Moost uses Atscript for request validation. Atscript extends TypeScript with annotations that produce runtime validators from your types — no class-validator, no duplicate schemas, one source of truth for types and validation rules.

Atscript documentation

For installation, compiler setup, annotation syntax, and all available options see the Atscript docs and the @atscript/moost-validator package reference.

Quick example

1. Define a DTO in Atscript

atscript
// create-user.as

export interface CreateUserDto {
  @expect.minLength 2
  @expect.maxLength 100
  name: string

  email: string.email

  @meta.sensitive
  @expect.minLength 8
  password: string

  role?: 'admin' | 'user'
}

Atscript compiles this to a regular TypeScript module that also carries runtime metadata — validators, labels, constraints — all inferred from the annotations.

2. Use it in a handler

ts
import { Controller } from 'moost'
import { Post, Body } from '@moostjs/event-http'
import {
  UseValidatorPipe,
  UseValidationErrorTransform,
} from '@atscript/moost-validator'
import { CreateUserDto } from './create-user.as'

@UseValidatorPipe()
@UseValidationErrorTransform()
@Controller('users')
export class UsersController {
  @Post()
  create(@Body() dto: CreateUserDto) {
    // dto is validated — name, email, password all satisfy the Atscript schema
    return { created: dto.name }
  }
}

Import the DTO as a value, not a type

import type { CreateUserDto } is erased at compile time, so the runtime annotated type never reaches the decorator metadata and validation is silently skipped. Always use a value import for .as types used in validated parameters.

That's it.
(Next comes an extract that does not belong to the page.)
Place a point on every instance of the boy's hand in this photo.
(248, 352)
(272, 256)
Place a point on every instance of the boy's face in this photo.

When a request arrives with an invalid body, the validator pipe rejects it before your handler runs and returns a structured 400 response. message is the first failure as "<path>: <message>", and the full error list is under _body:

json
{
  "statusCode": 400,
  "message": "email: Must be a valid email",
  "error": "Bad Request",
  "_body": [
    { "path": "email", "message": "Must be a valid email" },
    { "path": "password", "message": "Length must be >= 8" }
  ]
}

Enabling validation globally

Instead of decorating each controller, register the pipe and interceptor once on the app:

ts
import { Moost } from 'moost'
import { MoostHttp } from '@moostjs/event-http'
import { validatorPipe, validationErrorTransform } from '@atscript/moost-validator'

const app = new Moost()
app.adapter(new MoostHttp())
app.applyGlobalPipes(validatorPipe())
app.applyGlobalInterceptors(validationErrorTransform())
// register controllers...
await app.init()

Now every handler parameter whose type was compiled by Atscript is validated automatically.

Validator options

validatorPipe(opts) accepts any subset of Atscript's TValidatorOptions. For instance, to allow unknown properties and collect multiple errors:

ts
app.applyGlobalPipes(
  validatorPipe({
    unknownProps: 'ignore',
    errorLimit: 50,
  }),
)

Why Atscript

ApproachSchemasValidation rulesRuntime cost
class-validator + class-transformerDuplicate class + decoratorsImperative decoratorsReflection + transform
Zod / YupSeparate schema objectBuilder APISchema parse
AtscriptYour TypeScript types are the schemaAnnotations in the type fileCompiled validators

Atscript eliminates the gap between the type you write and the validation that runs. One .as file produces the TypeScript type, the JSON Schema (for Swagger), and the runtime validator.

Further reading

Released under the MIT License.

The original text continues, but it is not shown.